Complete Guide to Monitoring Local LLMs with Llama and Open WebUI

April 22, 2025 · 12 minute read

Juliette Chevalier· April 22, 2025

The real challenge with running a local LLM like Llama is understanding what's happening inside your system — how accurately your models respond to prompts, how efficiently they use resources, and how your local AI implementation is performing overall.

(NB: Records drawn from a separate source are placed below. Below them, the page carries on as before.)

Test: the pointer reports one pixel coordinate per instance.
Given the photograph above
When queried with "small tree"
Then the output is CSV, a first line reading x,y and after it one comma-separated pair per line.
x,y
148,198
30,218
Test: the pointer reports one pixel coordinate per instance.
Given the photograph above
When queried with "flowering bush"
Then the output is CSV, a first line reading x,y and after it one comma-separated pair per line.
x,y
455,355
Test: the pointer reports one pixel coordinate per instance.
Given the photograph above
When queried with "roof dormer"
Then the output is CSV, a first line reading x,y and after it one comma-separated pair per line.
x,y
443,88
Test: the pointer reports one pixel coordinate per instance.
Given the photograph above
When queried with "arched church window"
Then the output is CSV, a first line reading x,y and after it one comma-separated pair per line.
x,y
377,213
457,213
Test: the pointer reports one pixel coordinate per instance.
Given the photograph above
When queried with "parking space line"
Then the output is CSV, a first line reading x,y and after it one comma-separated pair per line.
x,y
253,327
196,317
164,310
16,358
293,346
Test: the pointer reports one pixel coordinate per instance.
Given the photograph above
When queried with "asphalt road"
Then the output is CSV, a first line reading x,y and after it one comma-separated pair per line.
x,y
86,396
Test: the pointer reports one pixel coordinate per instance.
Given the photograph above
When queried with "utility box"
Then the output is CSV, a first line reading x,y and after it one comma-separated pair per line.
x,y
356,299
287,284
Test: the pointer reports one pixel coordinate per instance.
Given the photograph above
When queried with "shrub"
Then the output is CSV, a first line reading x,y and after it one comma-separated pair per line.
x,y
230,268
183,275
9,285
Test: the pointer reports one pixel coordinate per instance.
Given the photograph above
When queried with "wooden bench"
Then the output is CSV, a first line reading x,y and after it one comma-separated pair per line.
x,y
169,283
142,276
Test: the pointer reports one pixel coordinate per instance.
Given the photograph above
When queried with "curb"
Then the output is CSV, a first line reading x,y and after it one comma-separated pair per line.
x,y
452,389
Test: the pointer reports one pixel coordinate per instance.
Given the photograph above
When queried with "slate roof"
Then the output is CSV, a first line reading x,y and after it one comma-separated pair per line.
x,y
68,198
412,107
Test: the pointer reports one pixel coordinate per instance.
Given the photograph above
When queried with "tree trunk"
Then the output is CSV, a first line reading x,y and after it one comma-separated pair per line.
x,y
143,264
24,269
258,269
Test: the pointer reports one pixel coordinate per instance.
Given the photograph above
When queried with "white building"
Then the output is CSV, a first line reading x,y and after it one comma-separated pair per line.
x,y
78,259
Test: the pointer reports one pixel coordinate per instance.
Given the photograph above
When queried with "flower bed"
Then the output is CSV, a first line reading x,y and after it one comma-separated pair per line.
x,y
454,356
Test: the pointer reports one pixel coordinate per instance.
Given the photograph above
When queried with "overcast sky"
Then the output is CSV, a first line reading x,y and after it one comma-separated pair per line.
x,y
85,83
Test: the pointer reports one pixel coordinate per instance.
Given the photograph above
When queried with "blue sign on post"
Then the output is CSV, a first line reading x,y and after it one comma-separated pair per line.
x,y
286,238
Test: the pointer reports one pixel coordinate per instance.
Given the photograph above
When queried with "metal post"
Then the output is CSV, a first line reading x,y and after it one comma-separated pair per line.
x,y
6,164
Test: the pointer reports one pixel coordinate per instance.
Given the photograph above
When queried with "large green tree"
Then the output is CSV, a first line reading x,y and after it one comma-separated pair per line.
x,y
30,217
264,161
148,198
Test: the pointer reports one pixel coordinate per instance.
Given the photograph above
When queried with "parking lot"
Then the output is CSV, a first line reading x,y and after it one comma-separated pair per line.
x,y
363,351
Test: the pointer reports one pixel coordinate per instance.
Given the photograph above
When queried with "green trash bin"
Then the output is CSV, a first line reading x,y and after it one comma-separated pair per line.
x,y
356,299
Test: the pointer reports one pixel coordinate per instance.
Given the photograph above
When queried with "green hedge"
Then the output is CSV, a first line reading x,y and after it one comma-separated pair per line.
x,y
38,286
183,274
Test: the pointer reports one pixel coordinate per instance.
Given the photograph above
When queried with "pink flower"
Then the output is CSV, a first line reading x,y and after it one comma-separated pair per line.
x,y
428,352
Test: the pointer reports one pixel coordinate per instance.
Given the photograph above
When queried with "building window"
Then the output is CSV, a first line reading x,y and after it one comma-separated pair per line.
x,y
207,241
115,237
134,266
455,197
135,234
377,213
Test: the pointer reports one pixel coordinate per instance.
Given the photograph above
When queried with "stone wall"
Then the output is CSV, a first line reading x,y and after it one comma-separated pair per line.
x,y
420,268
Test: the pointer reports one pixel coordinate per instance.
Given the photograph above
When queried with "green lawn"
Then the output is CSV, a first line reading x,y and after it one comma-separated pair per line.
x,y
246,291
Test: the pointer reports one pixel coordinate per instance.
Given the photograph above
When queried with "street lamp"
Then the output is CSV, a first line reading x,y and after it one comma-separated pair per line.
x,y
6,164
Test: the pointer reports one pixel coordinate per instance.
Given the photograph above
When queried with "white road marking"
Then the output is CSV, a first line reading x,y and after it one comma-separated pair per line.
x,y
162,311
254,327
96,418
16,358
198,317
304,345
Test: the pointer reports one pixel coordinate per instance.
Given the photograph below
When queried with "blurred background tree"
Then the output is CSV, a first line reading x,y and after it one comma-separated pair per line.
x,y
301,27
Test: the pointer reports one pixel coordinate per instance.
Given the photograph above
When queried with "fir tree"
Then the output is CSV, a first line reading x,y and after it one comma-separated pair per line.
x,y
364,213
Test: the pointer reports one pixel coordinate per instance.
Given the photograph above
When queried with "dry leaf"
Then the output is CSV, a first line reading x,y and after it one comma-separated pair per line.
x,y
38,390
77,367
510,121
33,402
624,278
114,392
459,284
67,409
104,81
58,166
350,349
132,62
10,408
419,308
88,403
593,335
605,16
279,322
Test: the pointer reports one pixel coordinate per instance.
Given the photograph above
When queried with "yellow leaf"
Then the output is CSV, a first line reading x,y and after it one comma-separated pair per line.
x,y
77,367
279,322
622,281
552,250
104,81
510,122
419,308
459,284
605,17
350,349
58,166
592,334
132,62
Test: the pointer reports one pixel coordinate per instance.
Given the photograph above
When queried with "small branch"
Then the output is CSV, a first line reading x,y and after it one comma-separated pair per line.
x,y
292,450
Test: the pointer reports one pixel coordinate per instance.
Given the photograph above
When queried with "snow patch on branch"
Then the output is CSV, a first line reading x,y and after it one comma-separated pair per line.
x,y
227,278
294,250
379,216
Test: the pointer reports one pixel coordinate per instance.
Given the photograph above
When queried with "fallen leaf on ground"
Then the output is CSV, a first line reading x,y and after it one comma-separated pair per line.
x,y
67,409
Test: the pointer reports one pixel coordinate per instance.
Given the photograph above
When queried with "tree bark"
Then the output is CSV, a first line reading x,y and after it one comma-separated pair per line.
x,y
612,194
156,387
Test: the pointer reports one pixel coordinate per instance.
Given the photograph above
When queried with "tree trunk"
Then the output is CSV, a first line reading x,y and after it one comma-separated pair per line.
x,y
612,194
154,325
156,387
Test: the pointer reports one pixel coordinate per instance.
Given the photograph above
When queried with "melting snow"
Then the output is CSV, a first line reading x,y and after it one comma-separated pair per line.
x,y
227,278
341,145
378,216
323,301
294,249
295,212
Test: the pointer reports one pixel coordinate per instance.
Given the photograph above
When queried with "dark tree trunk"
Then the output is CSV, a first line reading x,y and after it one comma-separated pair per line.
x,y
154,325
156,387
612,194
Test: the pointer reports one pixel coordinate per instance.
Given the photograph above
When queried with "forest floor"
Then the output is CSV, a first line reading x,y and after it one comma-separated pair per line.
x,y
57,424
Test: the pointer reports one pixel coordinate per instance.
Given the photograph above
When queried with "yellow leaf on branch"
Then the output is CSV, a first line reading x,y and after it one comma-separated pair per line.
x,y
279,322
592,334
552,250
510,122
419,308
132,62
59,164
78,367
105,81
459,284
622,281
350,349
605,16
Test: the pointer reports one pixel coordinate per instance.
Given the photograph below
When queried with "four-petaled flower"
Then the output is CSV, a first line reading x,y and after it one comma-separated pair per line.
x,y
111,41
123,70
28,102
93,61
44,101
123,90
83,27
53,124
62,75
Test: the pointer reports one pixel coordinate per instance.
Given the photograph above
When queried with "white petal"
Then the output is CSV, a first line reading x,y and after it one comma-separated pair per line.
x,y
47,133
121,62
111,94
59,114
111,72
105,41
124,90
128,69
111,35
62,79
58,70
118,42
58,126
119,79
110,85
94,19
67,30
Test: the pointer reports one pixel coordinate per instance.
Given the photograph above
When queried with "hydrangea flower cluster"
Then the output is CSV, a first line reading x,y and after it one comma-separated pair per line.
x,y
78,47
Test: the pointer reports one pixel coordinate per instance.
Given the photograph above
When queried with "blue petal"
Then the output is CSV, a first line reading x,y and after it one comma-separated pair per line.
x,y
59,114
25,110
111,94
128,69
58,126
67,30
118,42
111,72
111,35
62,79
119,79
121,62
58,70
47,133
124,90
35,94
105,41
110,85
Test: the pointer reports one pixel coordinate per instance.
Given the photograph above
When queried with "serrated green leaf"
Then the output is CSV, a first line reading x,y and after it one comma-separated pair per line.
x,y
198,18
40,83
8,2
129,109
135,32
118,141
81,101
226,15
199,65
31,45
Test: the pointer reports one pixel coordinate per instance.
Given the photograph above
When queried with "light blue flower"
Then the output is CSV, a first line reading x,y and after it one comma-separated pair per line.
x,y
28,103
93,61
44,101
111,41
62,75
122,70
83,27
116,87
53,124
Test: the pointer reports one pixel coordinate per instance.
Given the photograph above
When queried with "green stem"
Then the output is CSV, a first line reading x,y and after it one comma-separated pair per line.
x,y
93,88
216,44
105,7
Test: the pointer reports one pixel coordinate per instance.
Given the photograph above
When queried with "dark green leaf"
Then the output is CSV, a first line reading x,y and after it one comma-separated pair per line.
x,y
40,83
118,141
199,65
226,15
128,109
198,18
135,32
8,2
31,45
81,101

This tutorial will show you how to gain visibility into your Llama AI local model using Helicone with Open WebUI, providing powerful monitoring capabilities for anyone looking to run local LLM systems effectively.

Open WebUI (formerly Ollama WebUI) is a feature-rich, self-hosted web interface designed for interacting with various AI LLM local implementations including Llama models, OpenAI-compatible APIs, and custom LLM setups.

Open WebUI and Helicone integration

Why Monitoring Is Essential When You Run Local LLM Systems
Prerequisites
Step-by-Step Tutorial: Setting Up Helicone to Monitor Your Local LLM with Open WebUI
How to Get the Most from Your Open WebUI Monitoring
Advanced Monitoring Techniques for LLMs
Best Practices for LLM Monitoring and Optimization
How to Optimize Local LLMs Based on Monitoring Insights
Conclusion: The Power of Monitoring for Your Local AI Implementation
Next Steps in Your LLM Monitoring Journey

Why Monitoring Is Essential When You Run Local LLM Systems

Track request patterns: See which types of prompts are being sent to your Llama AI models
Measure inference latency: Monitor how long your local LLM takes to generate responses
Analyze usage patterns: Identify how users interact with your AI LLM local implementation
Evaluate model performance: Compare different Llama models with the same prompts to optimize your setup
Test locally before deploying to production: Evaluate implementations locally before deploying to production where costs and risks are higher

Prerequisites

Docker installed
Ollama or another local model runner
A Helicone account

Step-by-Step Tutorial: Setting Up Helicone to Monitor Your Local LLM with Open WebUI

In this tutorial, we will create the proxy server to log every LLM request into Helicone so you can monitor and evaluate how your model responds.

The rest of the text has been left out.